Das ist immer noch etwas allgemein. Aber ich _versuche_ mal darauf zu Antworten  :

Erst einmal nimmt man im Client die Einstellungen für den Server vor (Level, Anzahl der maximalen Mitspieler, Schwierigkeitsgrad der K.I., usw.). Dann startet den Client den Server und baut eine Verbindung zu ihm auf. Wenn der Server ein Listening Server ist, ginge das bspw. direkt über einen PipedOutputStream und einen PipedInputStream. Der Client kommuniziert dann halt entsprechend mit dem Server sprich schickt die Aktionen des Spieler hin, bekommt die entsprechenden Daten zum aktuellen Spiel zurück und stellt diese dar.
Andere Clients müssen die Verbindung über einen Socket aufbauen. Cool wäre natürlich da, wenn alle verfügbaren Server / Spiele angezeigt werden würden. Dies kannst Du Dir aber für später aufheben. Im einfachsten Fall gibt der Benutzer einfach den Namen oder die IP Adresse an, und der Client versucht dahin eine Verbindung aufzubauen.

Der Server nimmt - sobald er gestartet wird - über einen ServerSocket eingehende Verbindungen entgegen (außer vielleicht bei dem Client, von dem er als Listing Server gestartet wurde => Piped, s.o.). Diese steckt er dann entweder einfach in einen Vector und arbeitet die dann in regelmäßigen Abständen ab. Oder jede Verbindung bekommt ihren eigenen Thread.
Das erste ist sicher in einfachere Variante und dürfte auch etwas Ressourcen schonender sein. Die zweite garantiert, dass die Anfragen des Clients direkt und relativ zeitnah bearbeitet werden. Dazu musst Du allerdings alle Objekte bzw.
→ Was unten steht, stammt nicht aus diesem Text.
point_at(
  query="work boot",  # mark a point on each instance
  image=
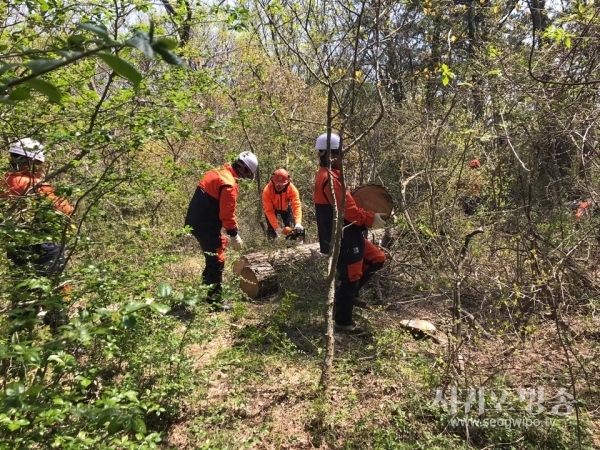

Klasse, mit denen diese Threads kommunizieren Thread-sicher machen. Außerdem dürfte bspw. der Speicherverbrauch um einiges höher sein.
Parallel zu dieser Verbindungs-Geschichte bearbeitet der Server die Spiele Logik und prüft die Daten der Clients (Nach dem Prinzip: "Never trust a client.").

Ein Tutorial zu Netzwerk-Kommunikation mit Java findest Du auf der Sun-Seite.

Eine weitere Möglichkeit wäre, dass ganze per RMI zu machen. Dabei ruft der Client eine Methode direkt auf dem Server auf. Funktioniert allerdings nur mit Java.
Ein Tutorial zu RMI findest Du auch auf der Sun-Seite.



Ansonsten stell' einfach etwas konkretere Fragen  . Dann gibt's auch konkretere Antworten  .


----------